By Hilary Sutcliffe and Conrad Kameke
Hilary Sutcliffe is the director at SocietyInside. Conrad Kameke is Head of strategy at BioInnovators Europe.
On Sunday 18 March, in Tampe, Arizona, the first pedestrian was killed by a self-driving car.
The circumstances of the accident have prompted a rapid reassessment of the safety of the cars in most countries where they are being trialled, with many tests suspended. The event has shaken public trust in self-driving cars and their safety,and triggered increased scrutiny of the technology and its claims.
Unusually, in this particular instance, it is the process and design of the governance of the technology which is receiving the most attention. In particular, the approach of different US states to finding the appropriate balance between the promotion of technological innovation and ensuring public safety has brought the role of governance and the priorities and trade-offs into the spotlight.
The reverberations worldwide in response to governance decisions in a single city in the US illustrate the potential for a significant negative impact, not just on individuals, but on whole sectors and even entire technologies when governance is suddenly not seen to be trustworthy.
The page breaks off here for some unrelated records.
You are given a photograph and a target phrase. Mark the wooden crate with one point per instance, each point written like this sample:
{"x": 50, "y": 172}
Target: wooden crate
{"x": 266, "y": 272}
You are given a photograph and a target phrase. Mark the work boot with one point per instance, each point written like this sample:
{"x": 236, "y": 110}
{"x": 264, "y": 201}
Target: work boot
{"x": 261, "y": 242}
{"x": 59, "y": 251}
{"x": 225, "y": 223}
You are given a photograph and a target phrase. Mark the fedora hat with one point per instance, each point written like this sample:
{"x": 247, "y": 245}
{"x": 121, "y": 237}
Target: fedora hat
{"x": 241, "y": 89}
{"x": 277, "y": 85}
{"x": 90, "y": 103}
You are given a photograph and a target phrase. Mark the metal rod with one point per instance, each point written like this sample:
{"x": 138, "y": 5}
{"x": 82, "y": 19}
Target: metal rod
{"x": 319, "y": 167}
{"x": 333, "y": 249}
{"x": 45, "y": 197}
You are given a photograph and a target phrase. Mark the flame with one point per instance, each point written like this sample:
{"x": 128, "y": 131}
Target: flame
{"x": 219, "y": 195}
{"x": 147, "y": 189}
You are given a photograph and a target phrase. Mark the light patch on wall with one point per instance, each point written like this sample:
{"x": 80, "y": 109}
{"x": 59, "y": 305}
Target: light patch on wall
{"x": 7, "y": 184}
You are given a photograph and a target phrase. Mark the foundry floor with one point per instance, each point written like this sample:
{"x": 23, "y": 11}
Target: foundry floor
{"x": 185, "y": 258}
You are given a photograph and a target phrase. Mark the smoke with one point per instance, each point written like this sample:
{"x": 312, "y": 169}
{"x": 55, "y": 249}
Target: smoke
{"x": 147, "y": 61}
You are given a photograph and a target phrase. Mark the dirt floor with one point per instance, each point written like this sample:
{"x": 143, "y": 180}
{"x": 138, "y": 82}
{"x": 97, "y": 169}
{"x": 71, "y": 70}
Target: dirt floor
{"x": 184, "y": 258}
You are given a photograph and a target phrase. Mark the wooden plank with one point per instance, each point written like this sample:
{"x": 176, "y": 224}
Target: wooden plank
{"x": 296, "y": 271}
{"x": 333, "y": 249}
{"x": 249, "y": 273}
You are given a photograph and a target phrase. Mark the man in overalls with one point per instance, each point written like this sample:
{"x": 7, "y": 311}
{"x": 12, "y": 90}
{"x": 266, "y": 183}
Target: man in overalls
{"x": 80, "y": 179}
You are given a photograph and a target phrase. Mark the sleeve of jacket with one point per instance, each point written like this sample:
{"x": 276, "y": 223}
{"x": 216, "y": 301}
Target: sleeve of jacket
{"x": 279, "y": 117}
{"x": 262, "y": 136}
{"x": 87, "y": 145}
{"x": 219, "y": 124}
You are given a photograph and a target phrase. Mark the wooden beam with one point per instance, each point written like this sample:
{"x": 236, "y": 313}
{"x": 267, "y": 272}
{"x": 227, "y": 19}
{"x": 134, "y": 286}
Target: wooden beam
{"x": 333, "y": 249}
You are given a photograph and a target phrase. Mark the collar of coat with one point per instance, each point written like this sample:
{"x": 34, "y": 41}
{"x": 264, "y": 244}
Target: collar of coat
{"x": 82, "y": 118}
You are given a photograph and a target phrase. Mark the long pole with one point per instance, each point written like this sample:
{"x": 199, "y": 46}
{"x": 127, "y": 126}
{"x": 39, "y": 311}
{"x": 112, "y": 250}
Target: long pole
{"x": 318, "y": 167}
In response to the accident, Arizona suspended testing of the cars by Uber, the company involved, while other manufacturers, such as Toyota, have voluntarily suspended their road trials of self-driving cars.
Carmaker BMW’s chief engineer suggested that no automaker or technology company currently has sensor and computer systems advanced enough to ensure adequate safety in such urban settings, calling into question the pace of development of the technology in the US over Europe which he proposes is safer and less reckless.
The event has also galvanised public opinion, with polarisation quickly forming. A group of institutions focused on highway and auto safety are calling for a moratorium to restrict the abilities of companies to conduct ‘beta-testing on public roads with families as unwitting crash-test dummies’; while others cite the many lives lost because of driver error, which will, theoretically, be saved through the use of autonomous vehicles, as a rationale for a lighter regulatory touch – particularly in US federal regulation which is currently under consideration.
As information about governance trade-offs and design flaws become clearer and the positions of the different groups harden, it seems likely that trust in the governance regimes will become the decisive factor for this debate. The outcomes, in Arizona and elsewhere, seem likely to have important repercussions in the effective deployment of self-driving cars across the world.
Trust is not normally a concept put at the heart of governance design. We propose that it should be. If notions of earning trust and a focus on trustworthiness were part of governance design efforts and procedures, would that make any difference to its design and effectiveness?
Would governance be more deserving of our trust, and would it actually earn greater trust from policymakers and society at large?
We will explore these important questions in a new project, which aims to develop a series of Principles for Trust in Technology Governance. These principles would help support those crafting governance mechanisms as well as stakeholders participating in their design and implementation. The project would enable better understanding of how such a focus could inform governance design in the future by taking into account the underlying mechanisms of earning or losing trust.
This is fundamentally not about finding ways of facilitating or inhibiting the introduction of technologies into the market; it is about designing governance that increases the chance of earning political and societal trust. This is regardless of whether, for example, risk assessment and risk-management decisions under this governance result in unrestricted market access, market restrictions, or even prohibitions of a technology or its respective products.
While self-driving cars are a focus of media interest at the moment, the history of technology introductions, from GMOs to food irradiation, nanotechnologies to artificial intelligence shows us that trust in the governance of technology is of paramount importance. Greater understanding of the mechanisms of the earning and losing of that trust is of critical value to all stakeholders involved in governance design – from regulators to politicians, NGOs, industry, and the scientific community – and both directly and indirectly to society at large.